Un poker di segni per raccontare l’anima della baresità: il mazzo si articola infatti in quattro grandi macro tematiche, ognuna associata a un seme. I cuori narrano di miti e leggende, dunque sono un tuffo nel tempo tra streghe e cavalieri, mentre i fiori celebrano le prelibatezze della cucina ‘Made in Bari’ come il panzerotto e gli spaghetti all’assassina. I quadri ritraggono i personaggi storici che hanno reso grande il capoluogo pugliese: dall’imperatore Federico II a Elisabetta d’Aragona – a cui si deve il primo libro stampato a Bari – passando per la scrittrice Alba de Céspedes, detta ‘Clorinda’, già collaboratrice di Radio Bari durante la Seconda guerra mondiale. Il picche a sua volta presenta i modi di dire baresi, una vera e propria miniguida di proverbi e espressioni locali. Infine, i Jolly dedicati a due simboli indiscussi: il Barione, figura leggendaria nella mitologia fondativa della città, e il galletto, la mascotte di calcio con la sua fede bianco-rossa.

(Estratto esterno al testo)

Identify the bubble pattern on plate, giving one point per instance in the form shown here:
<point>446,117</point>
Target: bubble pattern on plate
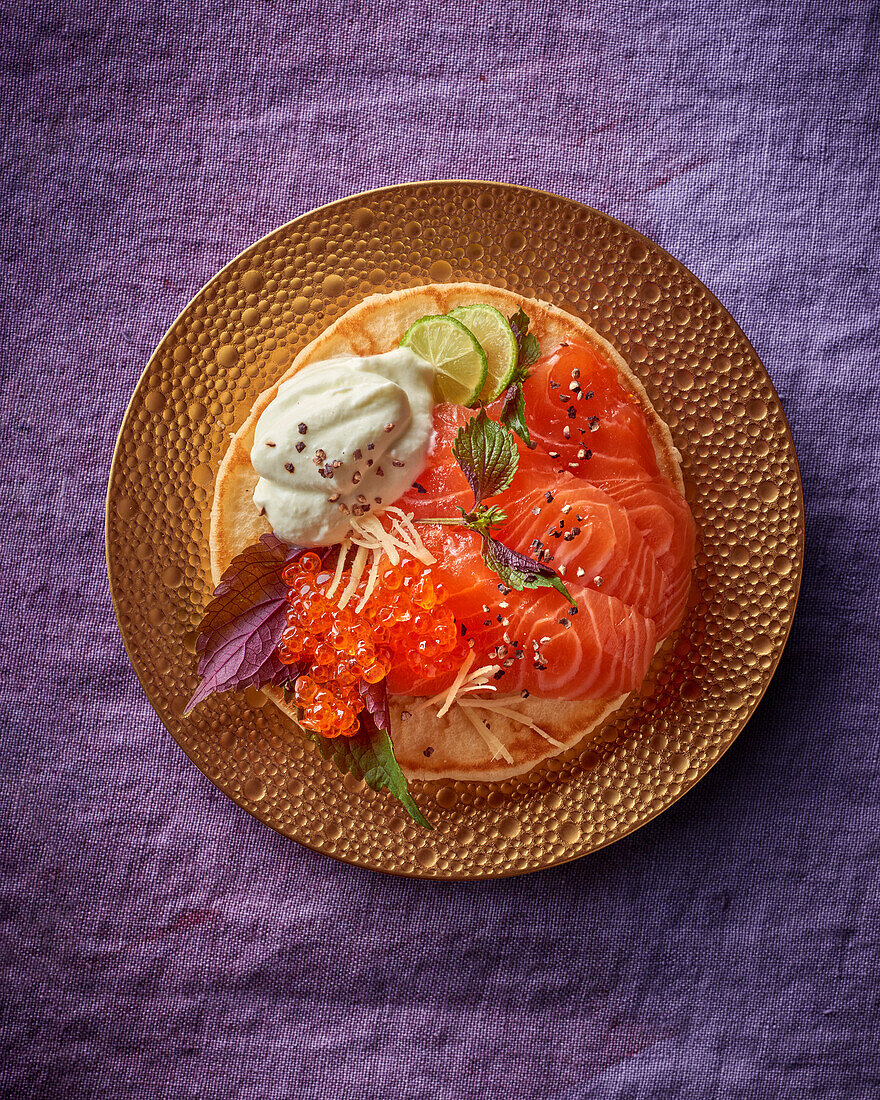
<point>242,330</point>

“Ho iniziato illustrando le figure ma sentivo che mancava qualcosa. Volevo che ogni carta raccontasse Bari attraverso temi precisi, così ho coinvolto diverse persone. Davide Ceddia, che mi ha aiutato con i modi di dire baresi, Alessandro De Luisi di Pugliarte, Felice Giovine dell’Accademia Centro Studi Baresi che mi ha accompagnato più di tutti in questo progetto”. Ogni carta è un’opera a sé con un’illustrazione originale affiancata da una descrizione parodistica che trasforma ogni sfida in un’esperienza culturale condivisa. “Porta con sé il suo racconto, le sue descrizioni, la sua storia, che abbiamo raccolto nel catalogo – spiega Veronica – Su ognuna, sul dorso, abbiamo messo un QR code che rimanda al sito, consultabile sempre e gratuitamente: così, mentre si gioca, si può anche andare a scoprire il significato della carta che si ha in mano”. “I primi cento mazzi sono stati già esauriti – prosegue soddisfatta – Siamo contentissimi, soprattutto perché l’idea piace molto e le persone stanno credendo nel progetto. Il ‘Burraco Barese’ ha fatto il suo grande debutto in società al beerkongfest, a Sammichele di Bari. È stato bellissimo e abbiamo trovato un’accoglienza meravigliosa. Dopo questa prima uscita ufficiale, siamo stati al Korcomics di Corato dove abbiamo fatto provare ancora le carte creando un nuovo momento di promozione”.

“La carta che più mi sta a cuore? Sicuramente la ‘tièdde’ di patate, riso e cozze che mi ha insegnato a fare Anna Ferrara, la mamma del mio compagno: rigorosamente senza zucchine. Un’altra a cui sono affezionata è ‘Attàcche u ciùcce addò vvole u patrùne’, un modo di dire in cui tutti ci ritroviamo”. Il burraco rappresenta molto più di un semplice passatempo. Negli anni è divenuto un vero e proprio rito sociale intergenerazionale in grado di unire le persone in circoli e centri ricreativi, nelle piazze o sui lungomari, durante le infinite tavolate della domenica o nei tornei tra amici. Proprio da questa radicata diffusione popolare è nata l’idea di creare uno strumento che rendesse il gioco ancora più identitario, spingendo la divulgazione storica fuori dai libri, direttamente nelle case in modo ludico e immediato. Di qua l’idea del ‘Burraco Barese’, un progetto ideato e sviluppato dall’artista Veronica Condello, lombarda d’origine e pugliese d’adozione, già supportata dall’associazione culturale Clabs di Bari.